La dépendance affective : Une relation au besoin de l'autre, au besoin de soi

 

Comment sait-on que l'on est en relation avec une dépendance ?

On ressent un inconfort douloureux qui tend à s'inviter lorsque la relation s'absente. L'inconfort, la souffrance, prend la place de la relation elle-même... en quelque sorte.

Elle a de nombreux effets sur les autres relations que la personne entretient : ses amis, sa famille, elle même. Bien souvent, elle affecte l’estime de soi en la dégradant et peut affecter l’estime des autres en  donnant un pouvoir démesuré à leurs présences.
 
On observe qu’elle peut être elle-même l’effet d’un sentiment d'insécurité, d'incertitude au sujet de sa propre valeur. Les croyances entretenues à propos de la façon dont on devrait être ou se comporter soi-même, les croyances sur les autres et comment ils devraient se comporter, soutiennent cette relation à la dépendance.
 
Dans l’intimité des consultations on entend des descriptions symptomatiques qui font état d’une grande crainte de vide ressentie lors des moments de solitude, d’une nécessité malaisante pour la personne à faire passer la présence de l’autre avant tout (quitte à se mettre dans des situations compliquées). Cela se manifeste souvent par une injonction à « faire plaisir » parfois tyrannique pour maintenir la présence de l’autre près de soi.
 
 
J’observe également un fort sentiment  "d’impossibilité"  à changer une  « nature »  que l'on croit
struc-tu-re-lle-ment     "dépendante"   avec concomitamment un réel espoir de changement qui fait très peur… Pourtant, le sentiment d'impossibilité n'est pas total, puisque la personne est assise, là, devant moi, et c'est là que réside l'Espoir.

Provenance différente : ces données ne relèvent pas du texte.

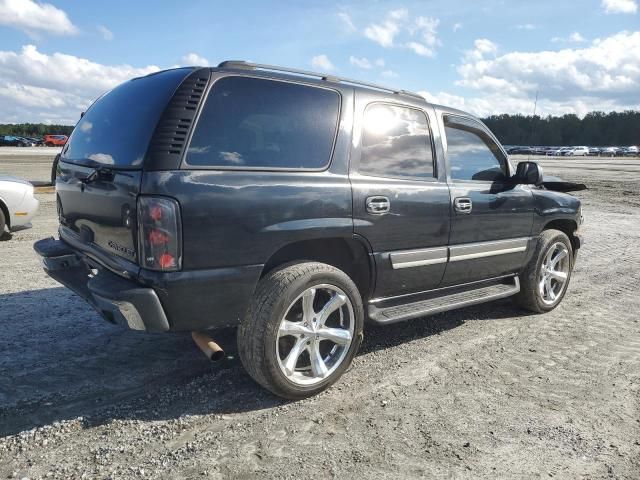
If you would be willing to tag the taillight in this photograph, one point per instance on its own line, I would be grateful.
(159, 234)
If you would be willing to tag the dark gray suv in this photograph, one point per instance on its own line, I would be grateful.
(298, 207)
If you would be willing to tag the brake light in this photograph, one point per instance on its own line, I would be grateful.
(159, 234)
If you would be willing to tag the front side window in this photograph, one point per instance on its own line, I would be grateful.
(258, 123)
(396, 143)
(472, 153)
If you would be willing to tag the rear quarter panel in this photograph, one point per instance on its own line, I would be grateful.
(235, 218)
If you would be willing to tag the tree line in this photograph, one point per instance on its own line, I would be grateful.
(597, 129)
(34, 129)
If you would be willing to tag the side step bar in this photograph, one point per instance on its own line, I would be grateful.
(407, 311)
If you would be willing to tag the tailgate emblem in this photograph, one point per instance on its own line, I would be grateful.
(121, 248)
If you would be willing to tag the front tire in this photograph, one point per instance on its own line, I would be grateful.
(545, 279)
(302, 330)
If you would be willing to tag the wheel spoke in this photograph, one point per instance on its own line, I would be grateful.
(559, 276)
(318, 367)
(336, 335)
(555, 260)
(292, 328)
(335, 302)
(307, 304)
(542, 285)
(550, 292)
(292, 359)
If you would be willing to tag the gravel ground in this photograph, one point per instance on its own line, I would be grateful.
(483, 392)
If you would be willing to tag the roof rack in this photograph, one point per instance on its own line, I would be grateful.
(242, 65)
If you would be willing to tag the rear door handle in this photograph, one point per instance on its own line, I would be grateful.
(378, 205)
(462, 205)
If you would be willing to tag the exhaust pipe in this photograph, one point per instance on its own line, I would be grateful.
(210, 348)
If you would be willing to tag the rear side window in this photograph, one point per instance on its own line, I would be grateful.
(265, 124)
(472, 153)
(396, 143)
(117, 128)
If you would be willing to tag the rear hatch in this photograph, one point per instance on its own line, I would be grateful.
(100, 170)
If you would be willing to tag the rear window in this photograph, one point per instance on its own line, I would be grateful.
(117, 128)
(265, 124)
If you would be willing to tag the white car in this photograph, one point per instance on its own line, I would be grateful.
(17, 204)
(578, 151)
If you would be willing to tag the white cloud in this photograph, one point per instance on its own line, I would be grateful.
(482, 47)
(54, 88)
(194, 59)
(384, 33)
(604, 75)
(347, 23)
(575, 37)
(105, 32)
(33, 17)
(322, 62)
(620, 6)
(427, 29)
(360, 62)
(419, 34)
(420, 49)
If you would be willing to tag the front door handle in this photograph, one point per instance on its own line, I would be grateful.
(462, 205)
(378, 205)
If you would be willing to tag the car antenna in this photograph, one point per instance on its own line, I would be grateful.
(533, 122)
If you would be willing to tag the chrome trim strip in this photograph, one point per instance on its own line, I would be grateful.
(418, 258)
(487, 249)
(373, 301)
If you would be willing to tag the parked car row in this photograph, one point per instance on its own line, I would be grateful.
(47, 140)
(579, 151)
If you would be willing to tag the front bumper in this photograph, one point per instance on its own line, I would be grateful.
(118, 300)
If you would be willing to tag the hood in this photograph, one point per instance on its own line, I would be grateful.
(558, 185)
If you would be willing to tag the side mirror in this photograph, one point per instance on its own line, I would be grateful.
(528, 173)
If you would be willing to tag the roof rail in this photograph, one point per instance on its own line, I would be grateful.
(242, 65)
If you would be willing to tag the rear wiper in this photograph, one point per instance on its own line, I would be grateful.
(105, 173)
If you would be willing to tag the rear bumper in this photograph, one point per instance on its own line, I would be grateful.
(118, 300)
(154, 302)
(23, 214)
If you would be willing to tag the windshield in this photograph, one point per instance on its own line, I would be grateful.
(117, 128)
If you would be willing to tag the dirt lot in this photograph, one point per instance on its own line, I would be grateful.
(483, 392)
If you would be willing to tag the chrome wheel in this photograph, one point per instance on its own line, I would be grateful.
(554, 273)
(315, 335)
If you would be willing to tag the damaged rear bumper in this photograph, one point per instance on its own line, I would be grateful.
(117, 299)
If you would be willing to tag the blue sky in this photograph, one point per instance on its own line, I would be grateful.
(485, 57)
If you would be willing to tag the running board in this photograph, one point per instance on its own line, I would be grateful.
(407, 311)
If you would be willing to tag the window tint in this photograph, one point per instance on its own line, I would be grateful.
(117, 128)
(472, 154)
(250, 122)
(396, 142)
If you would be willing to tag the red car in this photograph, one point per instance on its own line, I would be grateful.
(55, 140)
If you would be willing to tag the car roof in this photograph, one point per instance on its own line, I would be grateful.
(322, 79)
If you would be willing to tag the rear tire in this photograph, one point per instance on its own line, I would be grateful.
(545, 279)
(302, 330)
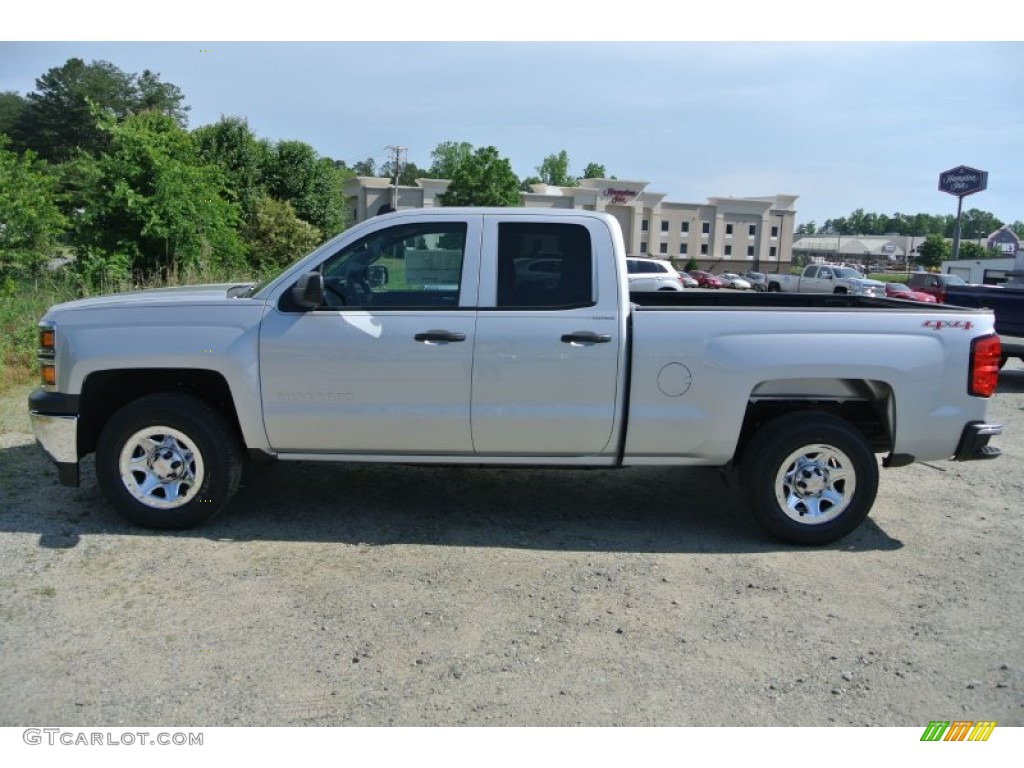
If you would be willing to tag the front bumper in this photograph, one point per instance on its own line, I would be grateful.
(54, 421)
(974, 441)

Le corps fait état de panique à l’évocation d’une possibilité de changement… et bien d’autres effets peuvent se faire sentir évidemment : anxiété, symptômes dépressifs, angoisses, troubles obsessionnels, désirs contradictoires (désir de sortir d’une relation, désir de maintenir une relation), etc.
 
La personne, dans la vie de laquelle un tel processus s'active, réussit à faire fi de déséquilibres importants dans ses relations, elle réussit à rester sous emprise de personnes aux comportements passablement maltraitants... Tout n'est donc pas  "raté"  puisqu'il y a effort et réussite à maintenir une espèce d'équilibre relationnel là où l'on pensait échouer totalement ... Il importe d'enquêter sur les compétences mobilisées pour cette mise en œuvre et sur les valeurs et croyances qui soutiennent cette équilibre, si précaire soit-il. 

 
Le premier pas motivant souvent une prise de contact avec un professionnel est le sentiment de subir un état relationnel souffrant et déséquilibré dans l’échange, et, le secret espoir de réactiver sa capacité à choisir ses relations, d’accéder à plus de liberté et d’indépendance.

La relation thérapeutique permet de rendre visible d'autres territoires où ces espoirs et compétences sont vivants, d'autres moments où l'on a pu vivre de façon très connectée aux valeurs qui nous sont chères : ces moments là sont riche d’enseignements sur comment on peut regarder différemment notre relation au problème afin de retrouver la liberté de vivre et faire vivre ses espoirs.